I am very pleased and thankful for this award. I am very pleased to be here. In Russia last year, we had massive protests. There were many thousands of people who were going out in the streets, many of them for the first time, to show that they want the political system to be more liberal, to be more democratic. They all hoped that the changes would come quickly. But actually after that, we had a crackdown on Russian civil society and so many of those people are discouraged. But while they are discouraged, it doesn’t mean that they are giving up because we are continuing our fight, our struggle. We have seen that there are hundreds of thousands of people in Russia who demand the democratic changes, who want Russia to be a free country, who want free elections, who want free media, who want to change the country for the best and who want to build a free society.

I am very glad and very pleased that there are people from other countries who are also democracy fighters, who keep an eye on what we are doing in Russia. And I am very thankful to the National Endowment for Democracy for the opportunity to see those people here: the brilliant activists who are fighting for the same ideals in their own countries. This year, the Democracy Award is being given to young activists and, in my mind, youth play a special role in the democratic movement. In Russia, they play a special role because the youth now are global-minded and they are traveling all over the world. They are connected with people of their generation from other countries and they know that they want to live in a modern country. Now we have finally figured out that there is no modernization without democratization and without human rights. I am sure that this award is not my award. It is the award of the generation of young Russians who keep fighting, who keep protesting, who keep going out in the streets and participating in some local activities and local elections.

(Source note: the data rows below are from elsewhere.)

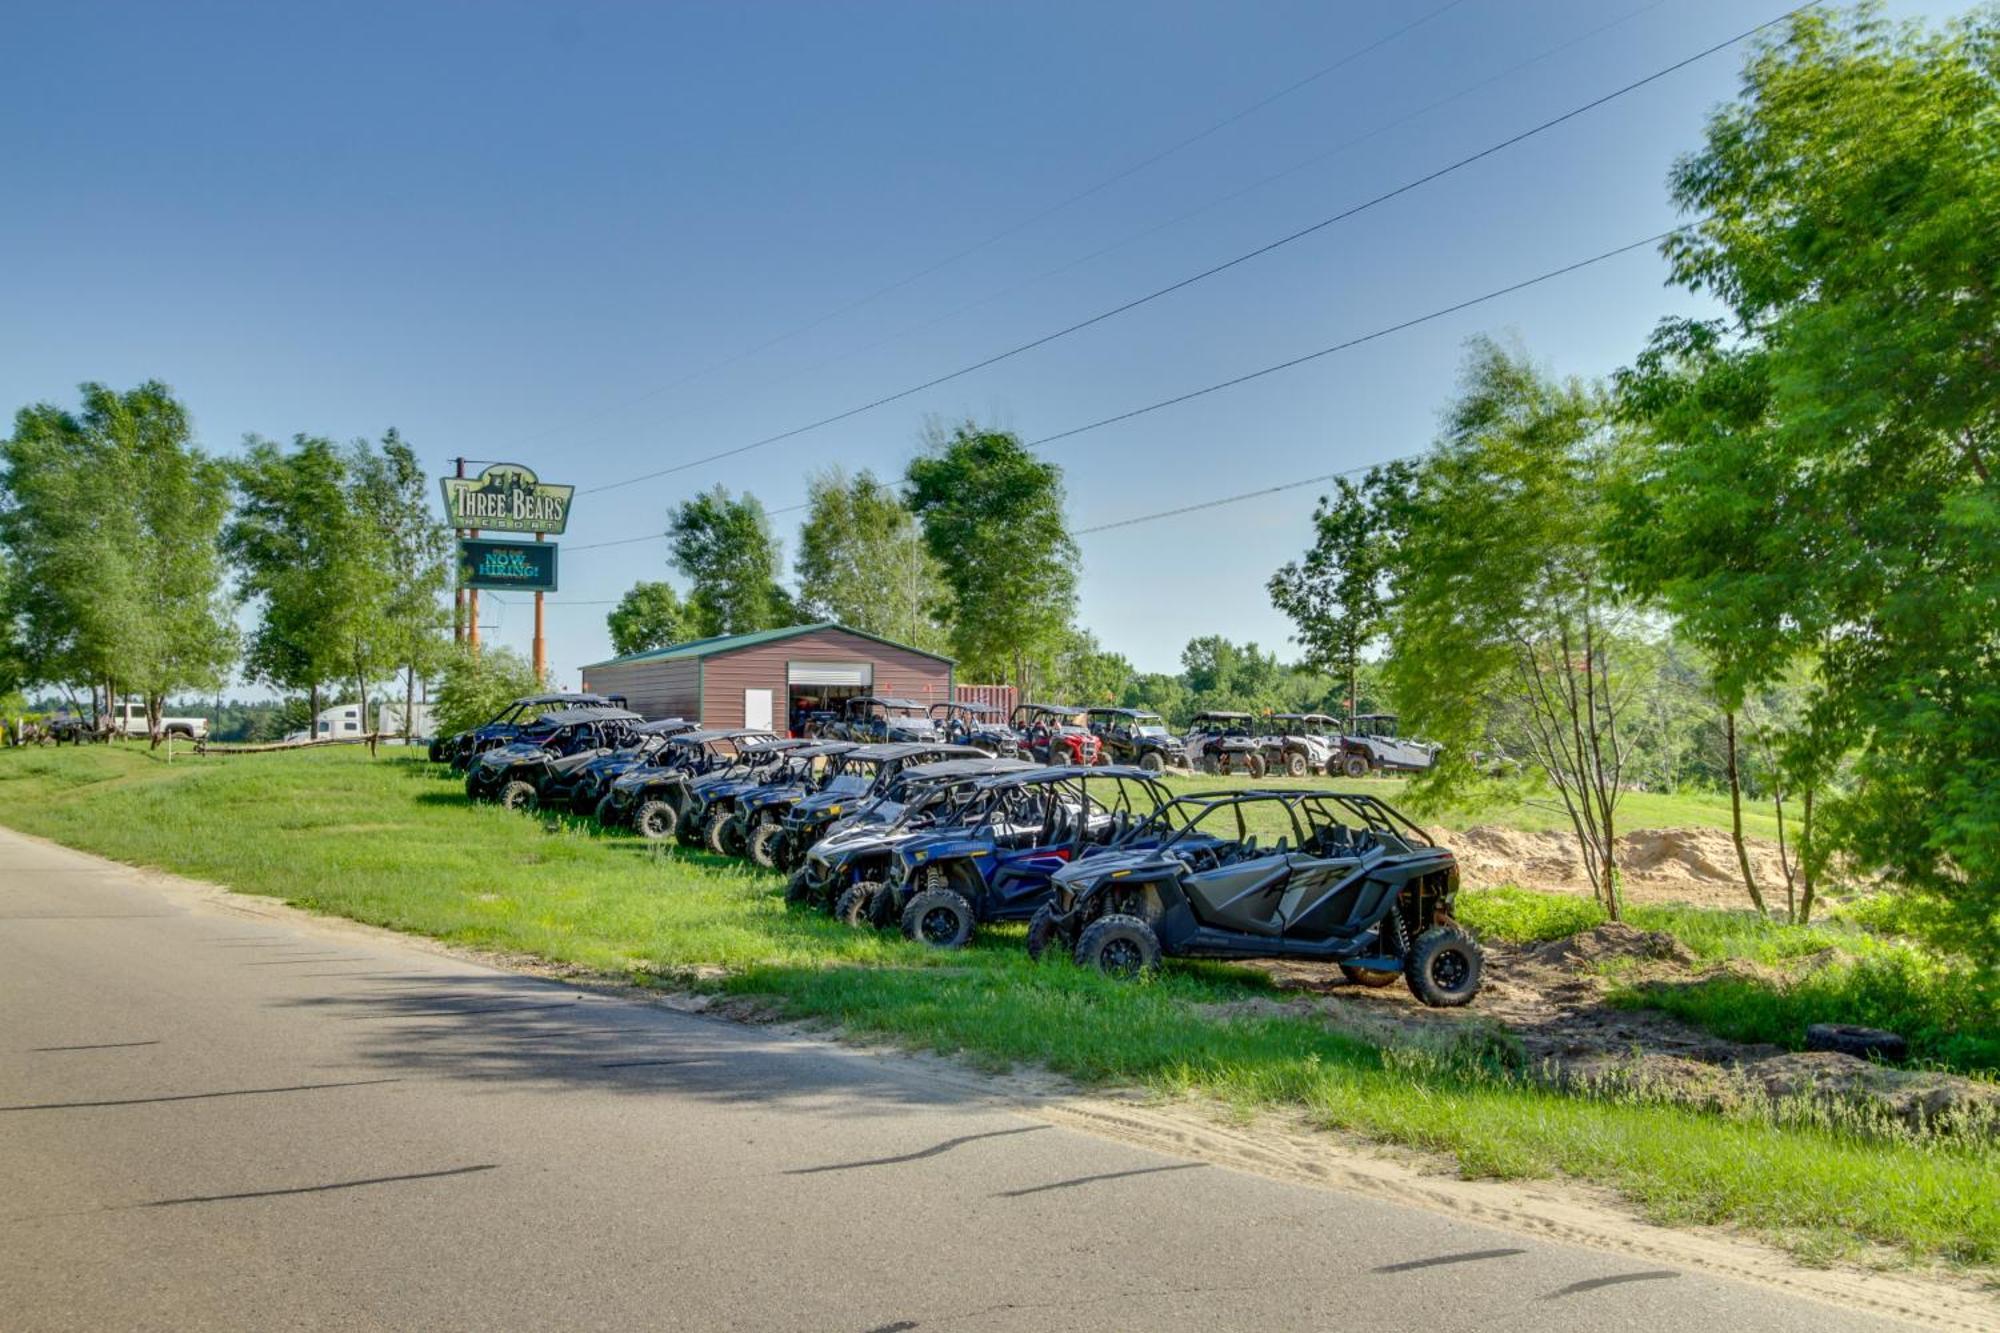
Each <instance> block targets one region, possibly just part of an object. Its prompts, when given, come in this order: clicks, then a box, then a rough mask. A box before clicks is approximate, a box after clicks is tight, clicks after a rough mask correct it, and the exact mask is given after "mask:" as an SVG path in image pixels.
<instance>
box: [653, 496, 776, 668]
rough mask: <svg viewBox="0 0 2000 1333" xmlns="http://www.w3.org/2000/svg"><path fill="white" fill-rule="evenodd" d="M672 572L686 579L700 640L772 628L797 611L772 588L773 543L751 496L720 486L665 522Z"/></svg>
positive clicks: (753, 496) (689, 599) (763, 509)
mask: <svg viewBox="0 0 2000 1333" xmlns="http://www.w3.org/2000/svg"><path fill="white" fill-rule="evenodd" d="M668 532H670V536H672V540H674V556H672V558H674V568H678V570H680V572H682V574H686V576H688V582H690V588H692V590H690V592H688V610H690V614H692V618H694V626H696V630H698V632H700V634H702V636H708V634H744V632H750V630H760V628H778V626H782V624H792V622H794V620H796V618H798V608H796V606H792V598H790V596H788V594H786V590H784V588H782V586H778V568H780V564H778V540H776V538H774V536H772V532H770V518H768V516H766V514H764V504H762V500H758V498H756V496H754V494H744V496H742V498H740V500H738V498H730V492H728V490H726V488H724V486H716V488H714V490H704V492H702V494H698V496H694V498H692V500H686V502H682V504H680V508H676V510H674V518H672V522H670V524H668Z"/></svg>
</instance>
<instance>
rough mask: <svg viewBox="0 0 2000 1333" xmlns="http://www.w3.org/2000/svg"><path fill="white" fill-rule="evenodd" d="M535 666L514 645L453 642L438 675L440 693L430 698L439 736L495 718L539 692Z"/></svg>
mask: <svg viewBox="0 0 2000 1333" xmlns="http://www.w3.org/2000/svg"><path fill="white" fill-rule="evenodd" d="M540 691H542V687H540V685H538V683H536V679H534V667H532V664H530V662H528V660H526V658H524V656H522V654H520V652H514V650H512V648H498V646H486V648H484V650H480V652H474V650H472V648H470V646H464V644H458V646H454V648H452V650H450V652H448V654H446V658H444V667H442V671H440V677H438V693H436V695H432V701H430V717H432V723H434V727H436V731H438V735H440V737H452V735H458V733H462V731H472V729H474V727H478V725H482V723H488V721H492V717H494V715H498V713H500V711H502V709H506V707H508V705H510V703H514V701H516V699H522V697H526V695H538V693H540Z"/></svg>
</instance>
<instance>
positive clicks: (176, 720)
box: [112, 699, 208, 741]
mask: <svg viewBox="0 0 2000 1333" xmlns="http://www.w3.org/2000/svg"><path fill="white" fill-rule="evenodd" d="M112 735H114V737H152V727H148V723H146V705H144V703H140V701H134V699H128V701H124V703H122V705H118V707H116V709H112ZM160 735H162V737H180V739H182V741H202V739H206V737H208V719H206V717H162V719H160Z"/></svg>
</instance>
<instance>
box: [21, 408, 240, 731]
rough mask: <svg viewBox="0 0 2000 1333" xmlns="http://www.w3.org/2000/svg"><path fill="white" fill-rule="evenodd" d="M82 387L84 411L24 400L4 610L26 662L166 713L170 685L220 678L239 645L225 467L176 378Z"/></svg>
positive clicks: (61, 677) (51, 676) (174, 689)
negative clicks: (229, 566)
mask: <svg viewBox="0 0 2000 1333" xmlns="http://www.w3.org/2000/svg"><path fill="white" fill-rule="evenodd" d="M82 400H84V402H82V410H80V412H74V414H72V412H64V410H60V408H56V406H50V404H38V406H30V408H24V410H22V412H20V414H18V416H16V424H14V436H12V438H10V440H8V442H6V446H4V470H0V492H4V494H6V502H4V504H0V542H4V544H6V548H8V550H10V552H12V560H14V564H16V576H14V580H12V588H10V594H8V606H6V618H8V620H10V622H12V624H14V626H16V632H18V634H20V660H22V671H24V675H32V677H34V679H38V681H44V683H56V681H66V683H90V685H92V693H94V695H96V687H102V689H104V699H106V703H110V699H112V697H114V695H116V693H120V689H122V691H130V693H138V695H142V697H144V699H146V711H148V719H150V721H152V723H158V717H160V707H162V703H164V699H166V695H168V693H172V691H186V689H210V687H214V685H218V683H220V679H222V675H224V673H226V671H228V664H230V660H232V658H234V652H236V636H234V628H232V624H230V618H228V606H226V602H224V596H222V556H220V546H218V530H220V526H222V518H224V512H226V506H228V486H226V476H224V470H222V468H220V464H216V462H214V460H210V458H208V456H206V454H202V452H200V450H198V448H194V444H192V440H190V436H192V428H190V422H188V414H186V408H182V404H180V402H178V400H176V398H174V394H172V390H170V388H168V386H166V384H160V382H146V384H140V386H138V388H134V390H128V392H114V390H110V388H106V386H104V384H84V386H82ZM152 731H154V733H158V725H154V727H152Z"/></svg>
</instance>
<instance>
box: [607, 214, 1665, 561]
mask: <svg viewBox="0 0 2000 1333" xmlns="http://www.w3.org/2000/svg"><path fill="white" fill-rule="evenodd" d="M1690 226H1698V224H1696V222H1688V224H1682V226H1674V228H1668V230H1664V232H1654V234H1652V236H1646V238H1642V240H1628V242H1626V244H1622V246H1612V248H1610V250H1598V252H1596V254H1592V256H1588V258H1580V260H1572V262H1568V264H1562V266H1558V268H1548V270H1544V272H1538V274H1534V276H1532V278H1522V280H1518V282H1508V284H1506V286H1496V288H1492V290H1488V292H1480V294H1478V296H1468V298H1464V300H1454V302H1452V304H1448V306H1438V308H1436V310H1426V312H1424V314H1412V316H1410V318H1406V320H1396V322H1394V324H1384V326H1382V328H1372V330H1368V332H1364V334H1356V336H1352V338H1342V340H1340V342H1332V344H1328V346H1322V348H1316V350H1312V352H1304V354H1300V356H1290V358H1286V360H1280V362H1274V364H1268V366H1260V368H1256V370H1248V372H1244V374H1234V376H1230V378H1226V380H1216V382H1214V384H1204V386H1200V388H1190V390H1186V392H1178V394H1172V396H1168V398H1160V400H1156V402H1146V404H1142V406H1136V408H1128V410H1124V412H1114V414H1110V416H1100V418H1098V420H1092V422H1084V424H1082V426H1070V428H1068V430H1058V432H1054V434H1044V436H1040V438H1034V440H1028V442H1026V446H1028V448H1042V446H1044V444H1054V442H1056V440H1068V438H1074V436H1078V434H1086V432H1090V430H1102V428H1104V426H1112V424H1118V422H1122V420H1132V418H1134V416H1146V414H1148V412H1158V410H1160V408H1170V406H1176V404H1182V402H1190V400H1194V398H1206V396H1208V394H1214V392H1222V390H1224V388H1236V386H1238V384H1248V382H1252V380H1260V378H1264V376H1268V374H1278V372H1280V370H1292V368H1296V366H1304V364H1308V362H1314V360H1322V358H1326V356H1334V354H1338V352H1346V350H1352V348H1356V346H1364V344H1368V342H1376V340H1380V338H1388V336H1390V334H1398V332H1404V330H1410V328H1416V326H1420V324H1430V322H1434V320H1442V318H1446V316H1450V314H1458V312H1462V310H1470V308H1474V306H1482V304H1486V302H1492V300H1500V298H1502V296H1512V294H1514V292H1524V290H1528V288H1530V286H1540V284H1542V282H1554V280H1556V278H1562V276H1568V274H1572V272H1578V270H1584V268H1592V266H1596V264H1602V262H1606V260H1614V258H1618V256H1620V254H1632V252H1634V250H1644V248H1646V246H1656V244H1660V242H1662V240H1666V238H1668V236H1674V234H1678V232H1684V230H1688V228H1690ZM1312 480H1326V478H1308V480H1304V482H1288V484H1286V486H1278V490H1286V488H1290V486H1304V484H1310V482H1312ZM1250 494H1264V492H1250ZM1244 498H1248V496H1244ZM802 508H808V504H806V502H798V504H786V506H782V508H770V510H764V512H766V516H770V514H790V512H796V510H802ZM1176 512H1178V510H1176ZM1108 526H1120V524H1108ZM1098 530H1104V528H1082V530H1080V532H1078V534H1082V532H1098ZM664 536H668V534H666V532H644V534H640V536H620V538H616V540H608V542H590V544H584V546H570V550H596V548H602V546H630V544H634V542H650V540H660V538H664Z"/></svg>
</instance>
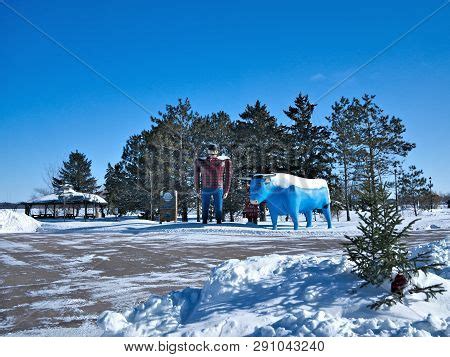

I would like to dedicate this award to the ones who are now in jail in Russia for their political views and political activism, especially those 27 people who are on trial in the Bolotnaya case. I am very thankful to the National Endowment for Democracy. I am very thankful to my comrades from the Libertarian Party of Russia because my victory in the local elections was not my victory. It was the victory of our whole team. When you live in a society in a country that is not free, you cannot do anything alone. You must work in a team. You must build some connections with other activists. Now we are ready for a long fight. We know to go keep fighting. Thank you.